The minister presented the fiscal package amidst protest by the executive of the SVG Teachers’ Union and the Public Service Union over his government’s handling of matters affecting them, including salary increases.
He said that the tax measures are expected to contribute EC$8 million to the financing of the EC$1.067 billion budget which lawmakers will begin debating on Tuesday.
“These modest adjustments further this government’s practice of prudent fiscal management and people-centred budgeting,” Gonsalves said as he delivered his second budget since becoming minister of finance in November 2017.
On gasoline, the excise will move from the current rate of EC$2.50 to $3 – an increase of 20 per cent.
On gas and oils other than diesel, the excise has risen 40 per cent, moving from EC$1.50 to EC$2.10.
“It is important that this revised excise, and, indeed the price of fuel in St. Vincent and the Grenadines generally remain low, relative to our neighbours in the OECS,” Gonsalves told Parliament.
He said the adjustment is expected to generate an additional EC$4.2 million for the government.
Gonsalves said the significant increase in the importation of used motor vehicles has given rise to health and environmental concerns linked to increasing levels of vehicular emissions and increased dumping of derelict vehicles and used parts.
He said that in 2018, the government reduced the age of imported used vehicles, adding that this is a trend that will continue in the future.
“We cannot continue to spend more in health care to treat respiratory illnesses as such as asthma, which is increasing in prevalence in recent years,” he said.
He further stated that the number of vehicles in the country had grown exponentially over the last decade.
This, Gonsalves said, places tremendous pressure on the road network, hastening the deterioration of the service of the nation’s highways and secondary roads.
The finance minister said there are over 32,000 vehicles on the roads of St.

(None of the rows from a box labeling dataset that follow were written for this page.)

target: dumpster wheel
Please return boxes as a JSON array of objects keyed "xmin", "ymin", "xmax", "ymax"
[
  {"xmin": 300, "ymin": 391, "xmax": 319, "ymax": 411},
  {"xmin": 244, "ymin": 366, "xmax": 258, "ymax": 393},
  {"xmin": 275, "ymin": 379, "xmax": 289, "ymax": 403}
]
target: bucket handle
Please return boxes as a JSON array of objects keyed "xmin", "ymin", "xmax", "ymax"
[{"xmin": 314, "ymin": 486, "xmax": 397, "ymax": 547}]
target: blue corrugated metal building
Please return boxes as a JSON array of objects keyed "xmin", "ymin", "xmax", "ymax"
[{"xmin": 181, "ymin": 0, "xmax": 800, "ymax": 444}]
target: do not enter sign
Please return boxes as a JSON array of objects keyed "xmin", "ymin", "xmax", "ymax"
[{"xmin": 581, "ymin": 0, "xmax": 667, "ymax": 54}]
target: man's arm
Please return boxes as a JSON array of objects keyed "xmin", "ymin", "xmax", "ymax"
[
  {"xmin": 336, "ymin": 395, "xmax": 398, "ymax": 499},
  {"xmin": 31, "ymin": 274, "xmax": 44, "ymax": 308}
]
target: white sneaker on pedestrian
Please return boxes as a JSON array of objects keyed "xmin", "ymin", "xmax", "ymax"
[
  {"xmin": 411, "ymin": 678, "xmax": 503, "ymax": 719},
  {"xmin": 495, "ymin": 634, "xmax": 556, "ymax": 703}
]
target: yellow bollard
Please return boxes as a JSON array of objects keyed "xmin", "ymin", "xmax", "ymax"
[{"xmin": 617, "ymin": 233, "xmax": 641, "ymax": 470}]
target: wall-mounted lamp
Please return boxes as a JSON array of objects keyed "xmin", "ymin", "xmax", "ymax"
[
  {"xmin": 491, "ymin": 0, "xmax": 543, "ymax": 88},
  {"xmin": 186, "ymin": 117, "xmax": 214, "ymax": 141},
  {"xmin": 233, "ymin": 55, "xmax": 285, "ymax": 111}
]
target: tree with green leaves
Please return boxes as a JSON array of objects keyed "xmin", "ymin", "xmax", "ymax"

Vincent and the Grenadines and, notwithstanding the increased government spending on road repairs and rehabilitation, the calls from the public for even more spending on the roads are quite evident.
He said that the excise on petroleum products was in response to these demands for spending on roads, healthcare and environmental protection.
The finance minister announced that the excise on water, including mineral waters and aerated waters, containing added sugar or other sweetening matter or flavour, would increase from 10 per cent to 20 per cent.
The excise on aerated beverages will rise from 10 per cent to 20 per cent.
The changes are expected to yield some EC$2.4 million in additional revenue.
Regarding alcoholic beverages, undenatured ethyl alcohol of an alcoholic strength by volume of 80 per cent or higher, will see an increase in excise by 10.7 per cent.
The excise on brandies, whiskies, gin, Geneva gin, vodka, and rum in bottles of strength not exceeding 46 per cent volume will increase by 20 per cent.
These changes are expected to generate EC$800,000
Regarding cigarettes containing tobacco, the excise will increase from $1.55 to EC$2.75 per 100 sticks.
For unmanufactured tobacco, tobacco refuse, the rate will increase from 6 per cent to 10 per cent, while the duty on cigars will move from 14 per cent to 20 per cent.
The excise levied on other manufactured tobacco and tobacco substitutes will move from 6 per cent to 10 per cent. Under the category “other”, the excise moved six percentage points, from 12 per cent to 18 per cent.
These measures are expected to generate $500,000 in revenue.
The 2019 budget represents a 7.4 per cent year-on-year increase that is accounted for on both the capital and recurrent sides of the fiscal package.
The 2019 budget is made up of recurrent expenditure, inclusive of amortisation and sinking fund contributions, of EC$844,763,703 and capital expenditure of EC$222,579,580.
The budget is financed by current revenue of EC$656,590,775 and capital receipts of EC$410,743,508.